Na região Sul do Mato Grosso do Sul, fronteira com Paraguai, o povo indígena com a maior população no Brasil trava, quase silenciosamente, uma luta desigual pela reconquista de seu território.

Expulsos pelo contínuo processo de colonização, mais de 40 mil Guarani Kaiowá vivem hoje em menos de 1% de seu território original. Sobre suas terras encontram-se milhares de hectares de cana-de-açúcar plantados por multinacionais que, juntamente com governantes, apresentam o etanol para o mundo como o combustível "limpo" e ecologicamente correto.

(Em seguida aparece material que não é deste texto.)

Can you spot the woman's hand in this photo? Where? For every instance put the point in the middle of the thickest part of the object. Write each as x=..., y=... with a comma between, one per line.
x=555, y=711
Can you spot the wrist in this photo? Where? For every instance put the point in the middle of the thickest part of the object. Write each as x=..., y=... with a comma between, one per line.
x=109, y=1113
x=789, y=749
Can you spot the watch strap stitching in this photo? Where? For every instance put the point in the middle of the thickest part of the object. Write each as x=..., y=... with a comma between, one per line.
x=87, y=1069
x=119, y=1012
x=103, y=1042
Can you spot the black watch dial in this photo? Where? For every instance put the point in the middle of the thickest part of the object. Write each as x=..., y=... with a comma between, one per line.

Sem terra e sem floresta, os Guarani Kaiowá convivem há anos com uma epidemia de desnutrição que atinge suas crianças. Sem alternativas de subsistência, adultos e adolescentes são explorados nos canaviais em exaustivas jornadas de trabalho. Na linha de produção do combustível limpo são constantes as autuações feitas pelo Ministério Público do Trabalho que encontram nas usinas trabalho infantil e trabalho escravo.

Em meio ao delírio da febre do ouro verde (como é chamada a cana-de-açúcar), as lideranças indígenas que enfrentam o poder que se impõe muitas vezes encontram como destino a morte encomendada por fazendeiros.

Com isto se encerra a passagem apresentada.